SMSG, Salvia macrosiphon Seed Gum; LSSG, Lepidium sativum Linn. Seed Gum; CSL, complex of SMSG and LSSG (1 : 1).
In a similar study, Estakhr et al.  indicated that the Z-average size of emulsions coated by chitosan, locust bean gum, and the complex of chitosan and locust bean gum (1 : 1) was 115.47, 128.37, and 68.12 nm, respectively. Also, in the present study, it was found that the combined use of different coatings caused the best emulsion size. The lowest Z-average diameter of multiple emulsions formed by complex whey protein isolate-basil seed gum, Hi-Cap 100, and soy protein isolate-basil seed was 318 nm in cycle 10, 736.9 nm in cycle 3, and 1918 nm in cycle 5. Moreover, it was observed that, in pressures higher than 12000 psi, the Z-average size was increased which is due to protein degradation and reaggregation .
The droplet size distribution curve under high-pressure homogenizing condition based on the intensity parameter is presented in Figure 1. Information regarding the Z-average size of droplet emulsions is only physical, while more accurate results can be obtained by knowing intensity distribution [12, 17]. The best dispersion of emulsions coated with SMSG, LSSG, and CSL was achieved in times of 5, 7, and 7; so, intensity curves of them had only one peak in 250, 350, and 290 nm showing homogeneity of droplet size distribution. Lower width of these curves shows the lower distance of the droplet and smaller diameter size range. This represents a major index in determining emulsions' stability [12, 16]. According to Figure 1, emulsion formed by CSL was the best one since it had the narrowest curve and hence higher homogeneity. It has been reported in some studies that emulsions with combined coat had larger droplets than those with monolayer coat [10, 17], while the inverse model was observed in the present study; that is, combined coat (CSL) caused the smallest droplets which can be attributed to the different behavior of biopolymers to the reduction of particle size. A study about nanoemulsification of Ferula persica polyphenolic extract was conducted based on the intensity curve found that the combined use of chitosan and locust bean gum made the best conditions consistent with the results of the present study .
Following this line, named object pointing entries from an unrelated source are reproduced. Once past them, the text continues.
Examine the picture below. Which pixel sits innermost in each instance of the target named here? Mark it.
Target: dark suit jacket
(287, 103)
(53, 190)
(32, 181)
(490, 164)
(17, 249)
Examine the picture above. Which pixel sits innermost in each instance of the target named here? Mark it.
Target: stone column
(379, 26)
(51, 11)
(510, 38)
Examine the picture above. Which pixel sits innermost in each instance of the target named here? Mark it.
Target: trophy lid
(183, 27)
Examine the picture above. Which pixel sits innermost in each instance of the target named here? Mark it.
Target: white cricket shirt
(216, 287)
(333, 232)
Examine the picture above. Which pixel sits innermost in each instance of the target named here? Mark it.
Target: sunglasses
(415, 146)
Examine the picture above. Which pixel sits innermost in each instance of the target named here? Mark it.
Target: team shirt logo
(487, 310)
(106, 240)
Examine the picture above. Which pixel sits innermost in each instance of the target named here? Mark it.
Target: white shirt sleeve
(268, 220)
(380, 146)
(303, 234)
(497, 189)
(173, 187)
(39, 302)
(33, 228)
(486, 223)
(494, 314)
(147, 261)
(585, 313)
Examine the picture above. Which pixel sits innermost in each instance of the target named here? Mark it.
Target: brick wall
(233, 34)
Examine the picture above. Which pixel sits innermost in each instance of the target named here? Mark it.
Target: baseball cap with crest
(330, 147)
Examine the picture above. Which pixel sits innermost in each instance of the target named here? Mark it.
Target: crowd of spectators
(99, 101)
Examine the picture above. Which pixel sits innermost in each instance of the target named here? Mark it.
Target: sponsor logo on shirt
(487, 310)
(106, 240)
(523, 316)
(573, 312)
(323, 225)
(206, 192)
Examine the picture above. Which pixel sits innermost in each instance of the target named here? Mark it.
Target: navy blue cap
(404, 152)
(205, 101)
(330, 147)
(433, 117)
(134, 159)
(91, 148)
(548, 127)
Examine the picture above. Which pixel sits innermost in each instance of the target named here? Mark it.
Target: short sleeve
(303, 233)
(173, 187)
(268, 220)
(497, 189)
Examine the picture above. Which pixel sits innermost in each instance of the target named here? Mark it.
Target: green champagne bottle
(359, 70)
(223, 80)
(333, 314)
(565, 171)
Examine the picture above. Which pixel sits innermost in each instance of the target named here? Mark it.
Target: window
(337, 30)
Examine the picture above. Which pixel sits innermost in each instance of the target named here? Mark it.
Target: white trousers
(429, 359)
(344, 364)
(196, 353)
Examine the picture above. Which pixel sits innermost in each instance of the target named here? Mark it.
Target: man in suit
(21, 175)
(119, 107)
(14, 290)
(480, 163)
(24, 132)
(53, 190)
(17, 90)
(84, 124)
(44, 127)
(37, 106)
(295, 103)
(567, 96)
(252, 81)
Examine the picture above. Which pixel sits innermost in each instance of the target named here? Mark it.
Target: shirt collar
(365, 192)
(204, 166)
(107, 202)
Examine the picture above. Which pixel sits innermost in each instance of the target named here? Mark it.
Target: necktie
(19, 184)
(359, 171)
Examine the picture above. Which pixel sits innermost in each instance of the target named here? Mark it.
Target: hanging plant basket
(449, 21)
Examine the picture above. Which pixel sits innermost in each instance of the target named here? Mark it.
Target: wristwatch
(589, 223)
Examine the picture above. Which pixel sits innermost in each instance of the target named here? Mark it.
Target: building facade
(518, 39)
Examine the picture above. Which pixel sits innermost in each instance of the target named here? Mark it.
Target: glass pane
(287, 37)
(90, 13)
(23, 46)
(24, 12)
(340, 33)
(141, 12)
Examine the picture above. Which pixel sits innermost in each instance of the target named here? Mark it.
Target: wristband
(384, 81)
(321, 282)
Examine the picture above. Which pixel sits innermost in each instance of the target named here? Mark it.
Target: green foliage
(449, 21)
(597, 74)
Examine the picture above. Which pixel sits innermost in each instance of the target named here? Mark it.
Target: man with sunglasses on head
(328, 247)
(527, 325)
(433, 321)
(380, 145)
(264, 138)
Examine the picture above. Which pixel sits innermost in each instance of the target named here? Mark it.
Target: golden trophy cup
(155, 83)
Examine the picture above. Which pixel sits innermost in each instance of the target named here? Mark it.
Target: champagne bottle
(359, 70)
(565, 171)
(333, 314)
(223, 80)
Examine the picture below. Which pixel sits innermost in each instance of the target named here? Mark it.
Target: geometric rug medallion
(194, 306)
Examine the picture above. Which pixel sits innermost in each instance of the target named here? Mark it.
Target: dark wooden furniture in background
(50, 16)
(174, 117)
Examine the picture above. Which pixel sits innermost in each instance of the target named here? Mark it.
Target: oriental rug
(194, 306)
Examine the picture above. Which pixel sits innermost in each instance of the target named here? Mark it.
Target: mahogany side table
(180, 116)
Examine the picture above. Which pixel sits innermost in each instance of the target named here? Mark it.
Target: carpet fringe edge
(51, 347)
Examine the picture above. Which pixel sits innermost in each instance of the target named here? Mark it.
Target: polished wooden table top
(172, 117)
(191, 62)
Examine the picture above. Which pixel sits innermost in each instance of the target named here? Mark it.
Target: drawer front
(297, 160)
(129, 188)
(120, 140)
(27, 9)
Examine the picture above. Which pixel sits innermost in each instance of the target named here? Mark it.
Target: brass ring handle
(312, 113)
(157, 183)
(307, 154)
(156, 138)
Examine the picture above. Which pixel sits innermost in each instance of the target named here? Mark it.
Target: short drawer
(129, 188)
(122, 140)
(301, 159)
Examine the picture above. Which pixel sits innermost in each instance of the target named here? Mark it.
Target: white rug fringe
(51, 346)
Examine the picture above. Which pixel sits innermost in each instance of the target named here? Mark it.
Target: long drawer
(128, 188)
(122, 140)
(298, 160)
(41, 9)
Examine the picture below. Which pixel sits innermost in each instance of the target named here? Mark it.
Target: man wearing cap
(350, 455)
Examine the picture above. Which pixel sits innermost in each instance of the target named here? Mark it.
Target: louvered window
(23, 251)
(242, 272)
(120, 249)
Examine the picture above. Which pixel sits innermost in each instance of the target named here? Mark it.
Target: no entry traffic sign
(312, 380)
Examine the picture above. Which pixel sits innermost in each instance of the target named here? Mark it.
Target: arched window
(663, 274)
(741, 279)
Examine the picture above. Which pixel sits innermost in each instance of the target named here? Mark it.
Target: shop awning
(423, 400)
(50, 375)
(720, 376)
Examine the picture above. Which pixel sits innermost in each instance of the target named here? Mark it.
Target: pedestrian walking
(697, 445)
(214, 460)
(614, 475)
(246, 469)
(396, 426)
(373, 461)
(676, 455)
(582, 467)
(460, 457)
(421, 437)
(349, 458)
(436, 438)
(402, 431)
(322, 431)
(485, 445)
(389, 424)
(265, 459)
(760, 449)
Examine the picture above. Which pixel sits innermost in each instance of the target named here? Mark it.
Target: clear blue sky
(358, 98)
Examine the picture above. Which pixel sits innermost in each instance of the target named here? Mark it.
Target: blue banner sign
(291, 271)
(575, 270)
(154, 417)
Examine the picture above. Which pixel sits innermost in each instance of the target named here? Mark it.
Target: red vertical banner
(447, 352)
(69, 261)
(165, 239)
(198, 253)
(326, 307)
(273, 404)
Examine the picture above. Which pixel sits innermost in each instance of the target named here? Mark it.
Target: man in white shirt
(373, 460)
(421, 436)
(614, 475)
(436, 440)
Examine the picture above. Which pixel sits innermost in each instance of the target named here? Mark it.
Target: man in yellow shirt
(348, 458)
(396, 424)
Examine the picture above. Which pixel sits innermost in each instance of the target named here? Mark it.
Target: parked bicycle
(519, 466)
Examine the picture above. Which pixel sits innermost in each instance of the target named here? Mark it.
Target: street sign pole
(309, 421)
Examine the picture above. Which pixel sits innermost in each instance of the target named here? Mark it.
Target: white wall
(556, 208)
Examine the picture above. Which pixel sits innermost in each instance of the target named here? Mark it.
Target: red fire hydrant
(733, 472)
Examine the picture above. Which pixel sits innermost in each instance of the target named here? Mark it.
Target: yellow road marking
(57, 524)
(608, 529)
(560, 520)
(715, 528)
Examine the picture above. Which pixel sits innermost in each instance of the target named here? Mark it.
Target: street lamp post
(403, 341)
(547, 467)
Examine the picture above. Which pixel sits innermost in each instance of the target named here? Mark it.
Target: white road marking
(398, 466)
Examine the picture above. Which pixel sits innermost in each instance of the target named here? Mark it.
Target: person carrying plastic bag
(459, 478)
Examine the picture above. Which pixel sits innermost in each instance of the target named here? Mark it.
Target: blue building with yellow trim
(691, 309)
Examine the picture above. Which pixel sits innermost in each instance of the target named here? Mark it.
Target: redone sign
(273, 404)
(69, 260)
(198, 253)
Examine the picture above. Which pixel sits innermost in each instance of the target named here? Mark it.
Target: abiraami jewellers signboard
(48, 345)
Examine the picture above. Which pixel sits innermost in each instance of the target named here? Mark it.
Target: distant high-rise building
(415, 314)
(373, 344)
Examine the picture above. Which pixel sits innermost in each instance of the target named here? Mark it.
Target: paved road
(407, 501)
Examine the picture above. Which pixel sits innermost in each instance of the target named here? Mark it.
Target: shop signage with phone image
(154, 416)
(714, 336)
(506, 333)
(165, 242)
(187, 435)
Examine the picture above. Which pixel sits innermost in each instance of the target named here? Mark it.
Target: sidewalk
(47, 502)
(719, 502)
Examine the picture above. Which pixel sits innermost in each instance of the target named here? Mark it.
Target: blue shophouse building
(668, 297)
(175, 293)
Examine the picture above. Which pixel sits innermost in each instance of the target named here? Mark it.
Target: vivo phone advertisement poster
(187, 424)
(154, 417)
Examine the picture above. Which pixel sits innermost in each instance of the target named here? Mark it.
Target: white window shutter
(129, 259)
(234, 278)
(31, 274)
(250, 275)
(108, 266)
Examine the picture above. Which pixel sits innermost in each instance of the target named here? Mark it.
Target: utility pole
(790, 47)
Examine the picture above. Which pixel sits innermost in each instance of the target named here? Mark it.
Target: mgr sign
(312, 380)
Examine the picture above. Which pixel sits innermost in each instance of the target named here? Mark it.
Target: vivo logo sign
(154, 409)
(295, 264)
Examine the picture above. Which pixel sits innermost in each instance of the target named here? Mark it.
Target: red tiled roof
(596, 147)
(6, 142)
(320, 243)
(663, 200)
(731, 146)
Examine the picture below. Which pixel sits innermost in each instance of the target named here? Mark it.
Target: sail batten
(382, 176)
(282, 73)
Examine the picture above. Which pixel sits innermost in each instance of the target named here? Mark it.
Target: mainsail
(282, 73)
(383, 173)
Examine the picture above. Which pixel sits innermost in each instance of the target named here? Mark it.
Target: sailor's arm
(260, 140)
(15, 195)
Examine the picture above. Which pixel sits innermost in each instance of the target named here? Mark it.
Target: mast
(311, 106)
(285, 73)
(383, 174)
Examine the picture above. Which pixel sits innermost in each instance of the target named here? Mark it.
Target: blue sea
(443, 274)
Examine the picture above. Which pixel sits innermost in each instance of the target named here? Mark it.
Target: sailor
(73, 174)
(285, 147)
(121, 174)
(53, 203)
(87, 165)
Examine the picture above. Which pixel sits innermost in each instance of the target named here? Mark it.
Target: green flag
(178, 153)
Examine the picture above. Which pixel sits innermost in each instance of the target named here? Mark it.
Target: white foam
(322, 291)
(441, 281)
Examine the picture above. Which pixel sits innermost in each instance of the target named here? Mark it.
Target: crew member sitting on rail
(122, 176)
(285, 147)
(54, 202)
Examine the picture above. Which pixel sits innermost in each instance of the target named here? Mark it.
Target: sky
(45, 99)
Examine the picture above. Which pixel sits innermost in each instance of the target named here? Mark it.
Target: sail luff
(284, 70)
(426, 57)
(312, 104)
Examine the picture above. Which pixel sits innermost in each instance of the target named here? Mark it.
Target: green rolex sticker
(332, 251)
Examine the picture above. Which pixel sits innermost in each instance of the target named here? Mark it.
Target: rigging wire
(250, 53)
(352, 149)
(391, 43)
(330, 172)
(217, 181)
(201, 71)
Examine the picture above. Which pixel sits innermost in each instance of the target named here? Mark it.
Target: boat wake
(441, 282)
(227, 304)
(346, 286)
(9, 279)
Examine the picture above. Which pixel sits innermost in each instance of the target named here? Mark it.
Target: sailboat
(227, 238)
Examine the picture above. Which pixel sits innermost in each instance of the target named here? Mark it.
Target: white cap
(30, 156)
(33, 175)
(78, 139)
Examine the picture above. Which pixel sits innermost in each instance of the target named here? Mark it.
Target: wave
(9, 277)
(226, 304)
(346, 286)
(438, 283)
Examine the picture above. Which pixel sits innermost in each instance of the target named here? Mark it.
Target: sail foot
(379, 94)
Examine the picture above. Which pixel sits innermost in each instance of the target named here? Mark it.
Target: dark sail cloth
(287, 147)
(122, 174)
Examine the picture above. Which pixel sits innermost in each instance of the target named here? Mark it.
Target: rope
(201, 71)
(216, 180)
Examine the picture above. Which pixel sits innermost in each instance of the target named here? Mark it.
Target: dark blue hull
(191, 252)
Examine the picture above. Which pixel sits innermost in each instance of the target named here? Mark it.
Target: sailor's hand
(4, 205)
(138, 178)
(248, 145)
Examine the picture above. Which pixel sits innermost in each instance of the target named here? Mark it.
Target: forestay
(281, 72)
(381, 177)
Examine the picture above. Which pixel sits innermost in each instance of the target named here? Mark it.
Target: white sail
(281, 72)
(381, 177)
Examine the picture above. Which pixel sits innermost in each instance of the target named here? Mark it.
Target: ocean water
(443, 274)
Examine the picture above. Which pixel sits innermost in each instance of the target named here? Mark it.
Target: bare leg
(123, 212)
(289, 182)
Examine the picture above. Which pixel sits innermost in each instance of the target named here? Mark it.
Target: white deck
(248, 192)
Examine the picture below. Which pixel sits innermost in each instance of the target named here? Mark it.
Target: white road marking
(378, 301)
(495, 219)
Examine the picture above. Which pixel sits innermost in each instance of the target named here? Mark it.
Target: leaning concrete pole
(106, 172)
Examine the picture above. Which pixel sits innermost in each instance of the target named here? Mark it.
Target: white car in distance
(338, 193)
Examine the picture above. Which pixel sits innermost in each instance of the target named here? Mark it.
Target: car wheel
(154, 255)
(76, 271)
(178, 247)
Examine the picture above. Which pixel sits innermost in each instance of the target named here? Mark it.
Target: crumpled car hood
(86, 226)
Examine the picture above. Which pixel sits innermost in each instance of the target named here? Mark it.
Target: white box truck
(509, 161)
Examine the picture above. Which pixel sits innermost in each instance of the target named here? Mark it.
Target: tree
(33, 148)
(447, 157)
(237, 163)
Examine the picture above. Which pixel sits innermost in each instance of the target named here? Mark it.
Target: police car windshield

PDI shows homogeneity of dispersion whose value varies between 0 and 1. PDI close to zero indicates homogenous particle size, and values higher than 0.5 show particles with uneven size distribution . As represented in Table 1, the PDI of nanoemulsions was lower than 0.2, indicating even size distribution and success of the nanoparticle generation process. The results of PDI accord with those of Z-average size and intensity distribution. In an investigation, the PDI of multiple emulsions formed by Hi-Cap 100, complex whey protein isolate-basil seed gum, and soy protein isolate-basil seed has been reported below 0.3 (25) showing more successful nanoparticle generation in the present study. Also, in another study, the amount of PDI in nanoemulsions produced by chitosan, locust bean gum, and the complex of chitosan and locust bean gum was lower than 0.5 .
Like size distribution and PDI, ζ-potential is a major factor for the evaluation of colloidal dispersion . Colloid systems gain surface charge during ionization of functional groups or due to superficial absorption of the ions available in the medium. Electrostatic repulsion of surface charge of nanoparticles prevents particles' aggregation and, hence, improves system stability. ζ-Potential is the index of surface charge that controls emulsion droplet interaction and produces stability through the system . ζ-potential of emulsion particles coated with SMSG, LSSG, and CSL was −18.4, −18, and −16.7 m (Table 1). The negative sign of ζ-potential is due to the anionic nature of both gums used for wall coating. A part of this charge can be due to the joining of a part of polyphenols. In previous studies, it has been reported that if ζ-potential of emulsion particles is between −30 and +30, they are stable through the time . Sadeghi et al.  observed the lowest ζ-potential of −13.1 mV for emulsion droplets coated with Hi-Cap 100 while the highest value for emulsion droplets coated with complex whey protein isolate-basil seed gum and soy protein isolate-basil seed was −29.2 and −30.3 mV; respectively. Estakhr et al. , in a study, evaluated the characteristics of multilayered nanomolecules of Ferula persica extract. The ζ-potential for samples coated with chitosan, locust bean gum, and the complex of chitosan and locust bean was 25.97, −9.2, and −41.05, respectively. As it turned out, the amount of this factor in locust bean gum, like the two gums studied in the present investigation, was negative.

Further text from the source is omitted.